Adjusted EBITDA decreased to 39.8% to $10 million, a contraction of 200 basis points to 3.3%. The positive contribution from pricing, net of unfavorable volume and mix more than offset the impact from inflation. Manufacturing inefficiency headwinds due to supply chain disruptions were a $1.8 million impact and SG&A expenses were higher due to the $6.4 million litigation contingency and higher personnel costs. Looking ahead, we continue to expect further benefit from the implementation of our transformation strategy to drive increased EBITDA to deliver our long-term targets. Turning to slide 19, our cash and cash equivalents available for operations stood at $71.3 million as we increased borrowings on our credit facility. We expect this to reverse in Q4 as we work through working capital.
We maintain sufficient liquidity and a solid balance sheet to support our operations and balance capital deployment strategy. Our current net leverage ratio is 0.5x with a target leverage range over cycles between 1.5x to 2.5x. Turning to slide 20, we maintain a disciplined capital deployment framework balancing investments and growth with returning cash to shareholders. We spent $7.9 million on CapEx in the third quarter to maintain and improve operationally. Our targeted full-year capital expenditures are estimated not to exceed $35 million. As Jaco mentioned earlier, we are making progress with our Oracle Cloud ERP implementation as shown on slide 21. In addition to the previously launched Human Capital Management and the ERP at two operating sites, including one of our largest sites, we also launched in the current quarter our consolidation and reporting module.

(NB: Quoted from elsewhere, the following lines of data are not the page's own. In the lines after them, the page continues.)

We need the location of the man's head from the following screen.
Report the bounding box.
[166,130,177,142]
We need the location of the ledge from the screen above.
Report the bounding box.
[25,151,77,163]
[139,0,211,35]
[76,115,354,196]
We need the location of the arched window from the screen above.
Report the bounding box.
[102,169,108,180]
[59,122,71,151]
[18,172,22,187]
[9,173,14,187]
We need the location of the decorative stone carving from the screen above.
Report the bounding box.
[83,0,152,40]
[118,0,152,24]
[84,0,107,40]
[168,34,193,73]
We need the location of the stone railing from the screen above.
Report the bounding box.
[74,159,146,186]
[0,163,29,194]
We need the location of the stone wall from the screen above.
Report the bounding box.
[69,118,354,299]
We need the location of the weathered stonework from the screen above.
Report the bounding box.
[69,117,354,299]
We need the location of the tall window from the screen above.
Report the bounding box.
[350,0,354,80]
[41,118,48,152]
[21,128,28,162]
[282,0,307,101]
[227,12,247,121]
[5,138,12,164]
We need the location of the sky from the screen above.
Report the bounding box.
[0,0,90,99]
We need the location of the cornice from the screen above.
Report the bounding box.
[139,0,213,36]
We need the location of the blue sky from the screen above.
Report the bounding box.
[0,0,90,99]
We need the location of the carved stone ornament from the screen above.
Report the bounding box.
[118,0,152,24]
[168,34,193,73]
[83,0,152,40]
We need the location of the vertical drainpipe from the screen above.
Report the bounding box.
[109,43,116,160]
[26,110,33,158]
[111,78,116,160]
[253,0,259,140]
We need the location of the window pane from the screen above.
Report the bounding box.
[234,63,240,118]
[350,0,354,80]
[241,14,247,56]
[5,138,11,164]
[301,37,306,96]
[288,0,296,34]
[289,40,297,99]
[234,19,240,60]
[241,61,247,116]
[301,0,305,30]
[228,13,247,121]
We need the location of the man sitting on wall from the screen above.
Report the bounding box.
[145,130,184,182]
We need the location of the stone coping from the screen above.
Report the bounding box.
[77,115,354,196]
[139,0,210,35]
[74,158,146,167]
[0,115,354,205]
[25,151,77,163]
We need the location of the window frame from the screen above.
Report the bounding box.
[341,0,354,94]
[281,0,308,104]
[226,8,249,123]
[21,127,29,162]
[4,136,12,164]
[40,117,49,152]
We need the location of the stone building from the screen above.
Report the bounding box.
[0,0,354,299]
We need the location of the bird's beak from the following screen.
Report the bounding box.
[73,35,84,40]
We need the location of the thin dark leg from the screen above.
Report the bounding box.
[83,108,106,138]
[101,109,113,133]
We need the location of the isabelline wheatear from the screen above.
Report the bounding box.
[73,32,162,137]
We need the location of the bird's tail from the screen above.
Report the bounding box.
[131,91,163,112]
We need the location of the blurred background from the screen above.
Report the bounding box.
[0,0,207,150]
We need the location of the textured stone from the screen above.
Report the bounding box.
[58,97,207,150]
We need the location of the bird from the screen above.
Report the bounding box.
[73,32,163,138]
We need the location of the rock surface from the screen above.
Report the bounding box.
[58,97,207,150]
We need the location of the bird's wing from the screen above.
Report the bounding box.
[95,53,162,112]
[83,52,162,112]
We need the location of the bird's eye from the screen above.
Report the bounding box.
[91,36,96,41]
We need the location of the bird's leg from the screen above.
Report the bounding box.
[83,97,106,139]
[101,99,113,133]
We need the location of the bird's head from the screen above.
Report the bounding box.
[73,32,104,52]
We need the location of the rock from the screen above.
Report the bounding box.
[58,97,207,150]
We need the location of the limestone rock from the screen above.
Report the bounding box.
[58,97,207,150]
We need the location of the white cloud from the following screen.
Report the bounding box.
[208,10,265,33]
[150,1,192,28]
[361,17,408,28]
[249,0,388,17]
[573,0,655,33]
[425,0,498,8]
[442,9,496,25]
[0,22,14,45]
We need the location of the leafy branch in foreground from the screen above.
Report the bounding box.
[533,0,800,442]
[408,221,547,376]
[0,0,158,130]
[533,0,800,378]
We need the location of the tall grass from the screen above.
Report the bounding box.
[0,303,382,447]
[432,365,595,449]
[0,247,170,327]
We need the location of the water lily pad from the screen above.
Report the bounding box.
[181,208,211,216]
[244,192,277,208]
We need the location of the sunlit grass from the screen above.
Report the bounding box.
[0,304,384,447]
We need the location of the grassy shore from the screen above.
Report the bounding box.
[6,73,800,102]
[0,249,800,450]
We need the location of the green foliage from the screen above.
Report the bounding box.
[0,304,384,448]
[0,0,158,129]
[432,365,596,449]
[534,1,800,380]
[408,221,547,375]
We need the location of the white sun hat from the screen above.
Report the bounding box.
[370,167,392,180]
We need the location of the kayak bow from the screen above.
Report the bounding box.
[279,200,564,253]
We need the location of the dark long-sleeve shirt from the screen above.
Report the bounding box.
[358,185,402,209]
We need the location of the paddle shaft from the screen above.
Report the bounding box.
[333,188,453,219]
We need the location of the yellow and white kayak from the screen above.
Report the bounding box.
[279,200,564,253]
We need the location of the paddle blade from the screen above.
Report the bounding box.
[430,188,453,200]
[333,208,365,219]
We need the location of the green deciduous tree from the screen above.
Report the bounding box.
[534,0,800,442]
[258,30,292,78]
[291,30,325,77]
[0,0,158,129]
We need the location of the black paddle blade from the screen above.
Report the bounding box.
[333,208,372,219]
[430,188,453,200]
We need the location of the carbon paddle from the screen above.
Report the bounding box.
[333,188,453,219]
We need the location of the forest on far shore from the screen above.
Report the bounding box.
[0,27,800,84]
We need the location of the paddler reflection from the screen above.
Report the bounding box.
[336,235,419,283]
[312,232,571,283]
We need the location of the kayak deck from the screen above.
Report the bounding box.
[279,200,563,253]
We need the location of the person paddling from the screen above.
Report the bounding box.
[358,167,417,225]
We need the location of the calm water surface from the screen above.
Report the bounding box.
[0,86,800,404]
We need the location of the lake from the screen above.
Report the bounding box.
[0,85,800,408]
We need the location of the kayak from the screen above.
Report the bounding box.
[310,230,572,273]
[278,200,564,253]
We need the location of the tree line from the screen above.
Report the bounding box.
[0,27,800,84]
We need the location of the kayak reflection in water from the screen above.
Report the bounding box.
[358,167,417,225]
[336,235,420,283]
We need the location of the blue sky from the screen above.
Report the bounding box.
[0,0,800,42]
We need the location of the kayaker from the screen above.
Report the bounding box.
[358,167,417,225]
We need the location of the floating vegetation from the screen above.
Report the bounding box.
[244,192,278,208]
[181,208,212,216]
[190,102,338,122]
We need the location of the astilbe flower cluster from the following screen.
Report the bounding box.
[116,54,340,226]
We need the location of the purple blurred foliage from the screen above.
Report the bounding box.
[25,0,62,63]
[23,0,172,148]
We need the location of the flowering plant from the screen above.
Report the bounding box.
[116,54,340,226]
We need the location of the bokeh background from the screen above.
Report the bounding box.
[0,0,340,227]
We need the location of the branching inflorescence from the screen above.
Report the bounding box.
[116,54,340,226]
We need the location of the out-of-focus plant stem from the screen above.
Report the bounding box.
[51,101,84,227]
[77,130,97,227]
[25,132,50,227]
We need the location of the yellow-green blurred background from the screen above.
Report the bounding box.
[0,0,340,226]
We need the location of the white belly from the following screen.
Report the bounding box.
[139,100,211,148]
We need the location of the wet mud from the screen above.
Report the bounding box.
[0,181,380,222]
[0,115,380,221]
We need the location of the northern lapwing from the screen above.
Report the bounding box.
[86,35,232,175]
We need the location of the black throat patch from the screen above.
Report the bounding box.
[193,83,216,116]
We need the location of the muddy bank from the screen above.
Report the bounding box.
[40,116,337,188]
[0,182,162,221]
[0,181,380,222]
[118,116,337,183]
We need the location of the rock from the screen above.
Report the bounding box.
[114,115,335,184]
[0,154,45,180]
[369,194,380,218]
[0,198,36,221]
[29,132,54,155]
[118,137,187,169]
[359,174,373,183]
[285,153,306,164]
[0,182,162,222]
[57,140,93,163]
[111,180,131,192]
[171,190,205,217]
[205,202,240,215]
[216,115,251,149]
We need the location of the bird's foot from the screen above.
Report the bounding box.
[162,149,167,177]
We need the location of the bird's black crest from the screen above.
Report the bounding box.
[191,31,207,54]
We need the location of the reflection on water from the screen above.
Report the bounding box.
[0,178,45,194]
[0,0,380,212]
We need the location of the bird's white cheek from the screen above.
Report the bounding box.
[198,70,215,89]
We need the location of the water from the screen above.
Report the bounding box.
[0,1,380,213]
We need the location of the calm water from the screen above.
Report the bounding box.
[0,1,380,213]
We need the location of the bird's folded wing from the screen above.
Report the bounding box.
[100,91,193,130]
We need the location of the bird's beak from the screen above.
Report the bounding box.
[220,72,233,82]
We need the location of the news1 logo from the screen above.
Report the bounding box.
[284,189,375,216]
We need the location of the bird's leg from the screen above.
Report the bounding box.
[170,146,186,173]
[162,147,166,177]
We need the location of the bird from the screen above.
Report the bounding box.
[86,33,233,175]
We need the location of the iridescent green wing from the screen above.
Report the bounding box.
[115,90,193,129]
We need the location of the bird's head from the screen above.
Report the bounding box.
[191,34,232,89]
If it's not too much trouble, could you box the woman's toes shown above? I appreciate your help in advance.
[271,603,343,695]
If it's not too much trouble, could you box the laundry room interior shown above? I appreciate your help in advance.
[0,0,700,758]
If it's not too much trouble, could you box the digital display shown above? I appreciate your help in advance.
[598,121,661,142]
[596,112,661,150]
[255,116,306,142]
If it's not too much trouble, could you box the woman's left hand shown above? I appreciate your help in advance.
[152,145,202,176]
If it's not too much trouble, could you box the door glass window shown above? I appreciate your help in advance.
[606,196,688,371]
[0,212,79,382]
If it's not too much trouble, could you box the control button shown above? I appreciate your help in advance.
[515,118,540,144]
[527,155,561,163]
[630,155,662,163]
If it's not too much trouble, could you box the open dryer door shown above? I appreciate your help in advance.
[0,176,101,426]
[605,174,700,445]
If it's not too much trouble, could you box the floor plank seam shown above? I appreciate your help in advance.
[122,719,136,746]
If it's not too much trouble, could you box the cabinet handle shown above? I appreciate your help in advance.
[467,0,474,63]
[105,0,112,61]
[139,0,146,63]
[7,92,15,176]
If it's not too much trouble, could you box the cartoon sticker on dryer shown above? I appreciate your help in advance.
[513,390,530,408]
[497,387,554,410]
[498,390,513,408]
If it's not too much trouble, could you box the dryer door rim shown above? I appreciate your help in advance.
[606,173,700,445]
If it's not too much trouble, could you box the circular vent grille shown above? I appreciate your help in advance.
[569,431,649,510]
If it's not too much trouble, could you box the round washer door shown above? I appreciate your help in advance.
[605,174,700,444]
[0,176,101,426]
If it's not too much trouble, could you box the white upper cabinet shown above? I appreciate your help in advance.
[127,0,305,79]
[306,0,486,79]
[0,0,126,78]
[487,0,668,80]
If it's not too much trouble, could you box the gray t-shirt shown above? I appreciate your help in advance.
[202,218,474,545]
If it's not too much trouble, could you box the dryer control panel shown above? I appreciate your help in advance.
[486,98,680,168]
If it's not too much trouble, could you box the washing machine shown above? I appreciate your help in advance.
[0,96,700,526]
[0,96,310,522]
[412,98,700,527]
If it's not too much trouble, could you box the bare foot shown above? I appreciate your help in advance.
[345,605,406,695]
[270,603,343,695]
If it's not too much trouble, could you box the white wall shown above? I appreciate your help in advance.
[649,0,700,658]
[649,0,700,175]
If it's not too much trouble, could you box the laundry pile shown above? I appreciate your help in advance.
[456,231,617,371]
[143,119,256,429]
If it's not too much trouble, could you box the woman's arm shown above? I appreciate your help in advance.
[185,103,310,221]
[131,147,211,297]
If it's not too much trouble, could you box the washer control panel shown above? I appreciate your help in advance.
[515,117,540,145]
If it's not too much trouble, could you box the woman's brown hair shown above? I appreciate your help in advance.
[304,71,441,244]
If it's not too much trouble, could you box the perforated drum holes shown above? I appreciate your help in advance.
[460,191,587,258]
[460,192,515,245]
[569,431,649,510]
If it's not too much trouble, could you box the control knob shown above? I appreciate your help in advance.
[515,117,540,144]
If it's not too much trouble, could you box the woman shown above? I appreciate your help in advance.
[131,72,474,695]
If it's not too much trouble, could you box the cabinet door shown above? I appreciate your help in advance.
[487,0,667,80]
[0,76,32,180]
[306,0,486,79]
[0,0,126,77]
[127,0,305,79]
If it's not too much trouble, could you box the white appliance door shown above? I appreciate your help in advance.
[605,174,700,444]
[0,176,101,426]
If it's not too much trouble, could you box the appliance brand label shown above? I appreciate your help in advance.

Implementation at both sites is going well and we already seen improved production output. As more sites are added to the system, we anticipate achieving progressive benefits. I am pleased with the performance and support of everyone involved and remain confident that we will continue to see measurable benefits as we complete the remaining implementations throughout the entire organization. I will now turn it back over to Jaco for his closing comments.
Jaco Merwe: Thank you, Becky. Turning to slide 22, I would like to summarize our key messages. Although Q3 was disappointing, the Astec team continues to work together, serving customers and driving operational excellence. Our customers continue to convey a positive sentiment to us, supported by positive long-term end market drivers, including funds from the Federal Highway Bill. The OneASTEC operating model is guiding us to create a culture of consistent performance and execution. We delivered higher gross margins in the third quarter and lower sales, with EBITDA margin performance masked by the litigation loss contingency. We are transforming and improving our operations. And finally, our simplified focus and growth strategy establishes a framework to drive long-term shareholder value.
I like where we are heading, and I’m optimistic about our future as we drive towards our long-term goals shown on slide 23. I also like to share that we are putting the finishing touches on our Astec 2030 Business Plan and look forward to sharing those details in 2024. I’m grateful to our employees for their dedication and hard work, and to our customers for their loyalty and support. With that operator, we are now ready to open the call for questions.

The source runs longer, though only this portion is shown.